それなら無事帰ったことに親が腹を立てることもなく、メルルが鞭打ちされることもない。

もし万が一また父親が置き去りを企むことがあっても付いていかなければいいだけのことだ。





「クレハ、ありがとう…」




「いいえ、こちらこそ。
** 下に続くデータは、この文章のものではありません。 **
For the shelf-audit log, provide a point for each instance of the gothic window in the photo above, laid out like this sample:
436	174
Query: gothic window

止めてくれてありがとう…」





《 オブリビエイト 》





私は杖をそっと父親の方へ向けると
すぐさま呪文を唱えた。


一瞬杖を向けられ驚いた父親だったが
記憶を消されていくとともに表情はボーッとした顔つきにかわる。


やがて記憶が抜けた父親はそのままイビキをかいて眠りだした。





「次は…メルルだね」



「なっ!!俺も記憶を消すのか!?」



「違うわよ!背中の傷を治すの!!」



こっちにおいで、と手招きをすれば
あぁ、なんだ…俺までこうなるのかと思った…とメルルは横に転がる父親の顔を足で蹴りつける。
そんな兄の焦り様を見て私とダリルはクスクス笑う。




《ヴァルネラ・サネントゥール 》




杖を傷口に翳せば、
酷く腫れて出血していたメルルの背中は綺麗に元の逞しい背中に戻った。


メルルの背中ってこんなに筋肉がついて
ゴツゴツしていたんだ…と
なんとなく背中を撫でていると




「なんだお前、誘ってんのか?」




とメルルに言われて慌てて手を放した。




「なんだ、俺は別に構わないぜ?」



「違うわよハゲ!そんなつもり毛頭ないわ!」



ハゲだけにな!というと
つまんねーよ!とメルルにはチョップを喰らったが
ダリルには受けたらしくツボに入った彼はしゃっくりが出始めてしまった。

いるよね、笑うとしゃっくり出る人。



その後二人の気持ちが落ち着いてから
魔法で父親が暴れて荒れた部屋を片付けて
私が少し屋根裏でお世話になる間快適に過ごせるように色々と準備を進めた。


その間も父親の他に気になっていた母親の姿は見えなくて
疑問に思いつつも、居ない分には助かるので
触れないことにした。



家族の事はまだ解決したことにはならないが
とりあえず、少しの間は落ち着いて暮らせるんじゃないかと私は思い
疲れた、という二人が先に眠るのを見送ってから
早速貸してもらうことになった屋根裏部屋で
私は寝袋に入って休むことにした。